This is a Frantz Moudoute Notebook. The following document will provide an overlook of a few ML techniques used in R between 2014 and 2022.

Introduction to vectors

Among the key concept in R are the way R manages data. Data are stored as vectors, each vector contains elements. Watch out, because all element must be of the same type in R. there can be integer, double, character, logical (Boolean) among others.

Let create some vector with a few elements below, first a vector of strings.

my_favorite_cities <- c("Hong Kong", "Tokyo", "Paris", "Douala")
print(my_favorite_cities)

Then a vector of doubles

their_temperatures <- c(25.3, 21.0,15.0,35.0)
print(their_temperatures)

And last a vector of booleans

mega_cities <- c(FALSE, TRUE, FALSE, FALSE)  # You can see that TRUE/FALSE are all in capital letters 
print(mega_cities)

In R, as one would expect, values stored in a vector will preserve their order, so we can call each value using its position, let call the second city and the second temperature. Lets play a bit with the data and print as well the second to the fourth cities.

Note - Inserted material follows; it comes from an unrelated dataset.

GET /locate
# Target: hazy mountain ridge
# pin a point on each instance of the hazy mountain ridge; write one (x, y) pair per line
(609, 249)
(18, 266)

print(my_favorite_cities[2])

print(their_temperatures[2])

print(my_favorite_cities[2:4])

We can manipulate vectors as it pleases us, say for example we want to remove the first element of the cities (You notice that we are not using the ‘<-’ sign to update the value of the vector.

print(my_favorite_cities[-1])

Introduction to Factors

Factors are a data structure in R that is ideal for representing nominal data (Nominal data is data that can be labelled or classified into mutually exclusive categories within a variable). One could use a vector of strings to stor nominal data, but we will see in a few steps some of the advantages of R’s factors data structure. Factors are a special type of vector.

Basic factors

cities_weather <- factor(c("Tempered", "Cold", "Cold","Warm"))
print(cities_weather)

We can notice in the print command here above that there is a mention of levels. Levels provide us with the unique categories comprises in this factor vector.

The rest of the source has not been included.